## Question 8:

### Part (a):

| Answer/Working | Mark | Guidance |
|---|---|---|
| $[P(A) = 1 - 0.18 - 0.22]$ $= \mathbf{0.6}$ (or exact equivalent) | B1 | |

### Part (b):

| Answer/Working | Mark | Guidance |
|---|---|---|
| $P(A \cup B) = \text{"0.6"} + 0.22 = \mathbf{0.82}$ (or exact equivalent) | B1ft | For their (a) $+ 0.22$ or $1 - P(A' \cap B')$. Do not ft their (a) if it is $> 0.78$ |

### Part (c):

| Answer/Working | Mark | Guidance |
|---|---|---|
| Let $x = P(A \cap B)$. Set up correct equation e.g. $\frac{x}{x+0.22} = 0.6$ or correctly derived equation for $P(B)$ | M1 | 1st M1 for a correct equation for $x$. **Look out for assuming independence** — if $P(B) = 0.55$ check it is derived properly |
| $x = 0.6x + 0.132$, so $0.4x = 0.132$; or $P(A \cap B) = P(A\mid B) \cdot P(B) = 0.6 \times 0.55$ | dM1 | Solving to get form $kx = L$ or correct use of $P(B)$ to find $P(A \cap B)$. Dep on 1st M1 |
| $x = \mathbf{0.33}$ (or exact equivalent) | A1cso | Dep on both Ms.
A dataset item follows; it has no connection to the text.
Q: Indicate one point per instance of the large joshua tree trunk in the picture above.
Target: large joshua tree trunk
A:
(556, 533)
No incorrect working seen |

### Part (d):

| Answer/Working | Mark | Guidance |
|---|---|---|
| $P(B) = 0.55$; $P(B) \times P(A) = 0.55 \times 0.6 = 0.33$ **or** stating $P(A) = P(A\mid B)$ $[= 0.6]$ | M1 | For finding $P(B) \times P(A) = 0.33$ (values needed) or stating $P(A) = P(A\mid B)$ ($= 0.6$ not needed). NB: M1 using $P(A \cap B)$ requires $P(B) = 0.55$. No ft of incorrect $P(B)$ |
| $P(B) \times P(A) = P(A \cap B)$, therefore (statistically) independent **or** $P(A) = P(A\mid B)$, therefore (statistically) independent | A1cso | For correct statement: $P(B)\times P(A) = P(A\cap B)$ or $P(A)=P(A\mid B)$ **and** stating independent. Full marks in (d) OK even if 0/3 in (c) |